All of which is why I viewed with unfriendly distrust your latest gift, the Analogy of Joseph Butler, late Lord Bishop of Durham. But, honestly, old man, did you know how funny it was when you sent it? It's funnier than any of the books of Moses, without being bloody. What a dear, innocent old soul the Bishop is! How sincerely he believes he is reasoning when he is merely doing a roguish two-step down the grim corridor of the eternal verities—with a little jig here and there, and a pause to flirt his frock airily in the face of some graven image of Fact. Ah, he is so weirdly innocent. Even when his logical toes go blithely into the air, his dear old face is most resolutely solemn, and I believe he is never in the least aware of his frivolous caperings over the floor of induction. Indeed, his unconsciousness is what makes him an unfailing delight. He even makes his good old short-worded Saxon go in lilting waltz-time.
You will never know, Grandad, what this book has done for me. I am stimulated in the beginning by this: "From the vast extent of God's dominion there must be some things beyond our comprehension, and the Christian scheme may be one of them." And at the last I am soothed with this heart-rending pas seul: "Concluding remarks by which it is clearly shown that those men who can evade the force of arguments so probable for the truth of Christianity undoubtedly possess dispositions to evil which would cause them to reject it, were it based on the most absolute demonstration." Is not that a pearl without price in this world of lawful conclusions?
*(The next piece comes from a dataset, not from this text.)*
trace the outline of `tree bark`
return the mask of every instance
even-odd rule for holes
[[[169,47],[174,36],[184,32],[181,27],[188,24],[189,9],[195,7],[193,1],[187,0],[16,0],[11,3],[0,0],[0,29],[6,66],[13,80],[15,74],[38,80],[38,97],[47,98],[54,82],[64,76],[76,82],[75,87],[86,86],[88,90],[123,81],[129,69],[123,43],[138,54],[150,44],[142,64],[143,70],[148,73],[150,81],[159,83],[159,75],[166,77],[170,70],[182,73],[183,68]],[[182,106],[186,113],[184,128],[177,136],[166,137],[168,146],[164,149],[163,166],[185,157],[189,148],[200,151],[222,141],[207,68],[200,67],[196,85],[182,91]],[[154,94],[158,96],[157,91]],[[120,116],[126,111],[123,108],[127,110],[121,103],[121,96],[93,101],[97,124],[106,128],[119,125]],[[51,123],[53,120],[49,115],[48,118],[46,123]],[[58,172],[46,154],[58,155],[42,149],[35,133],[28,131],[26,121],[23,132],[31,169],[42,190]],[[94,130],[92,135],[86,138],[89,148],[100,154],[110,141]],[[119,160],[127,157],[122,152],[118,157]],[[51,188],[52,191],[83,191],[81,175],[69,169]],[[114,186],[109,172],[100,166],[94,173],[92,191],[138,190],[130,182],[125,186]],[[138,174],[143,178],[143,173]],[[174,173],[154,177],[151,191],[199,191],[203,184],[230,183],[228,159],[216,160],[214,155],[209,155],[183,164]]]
By the way, Grandad—recalling the text you quote in your last—did you know when you sent me to this university that the philosophy taught, in a general way, is that of Kant; that most university scholars smile pityingly at the Christian thesis? Did you know that belief in Genesis had been laughed away in an institution like this? With no intention of diverting you, but merely in order to acquaint you with the present state of popular opinion on a certain matter, I will tell you of a picture printed in a New York daily of yesterday. It's on the funny page. A certain weird but funny-looking beast stands before an equally funny-looking Adam, in a funny Eden, with a funny Eve and a funny Cain and Abel in the background. The animal says, "Say, Ad., what did you say my name was? I've forgotten it again." Our first male parent answers somewhat testily, as one who has been vexed by like inquiries: "Icthyosaurus, you darned fool! Can't you remember a little thing like that?"
In your youth this would doubtless have been punished as a crime. In mine it is laughed at by all classes. I tell you this to show you that the Church to-day is in the position of upholding a belief which has become meaningless because its foundation has been laughed away. Believing no longer in the god of Moses who cursed them, Christians yet assume to believe in their need of a Saviour to intercede between them and this exploded idol of terror. Unhappily, I am so made that I cannot occupy that position. To me it is not honest.
Old man, do you remember a certain saying of Squire Cumpston? It was this: "If you're going to cross the Rubicon, cross it! Don't wade out to the middle and stand there: you only get hell from both banks!"
And so I have crossed; I find the Squire was right about standing in the middle. Happily, or unhappily, I am compelled to believe my beliefs with all my head and all my heart. But I am confident my reasons will satisfy you when you hear them. You will see these matters in a new light.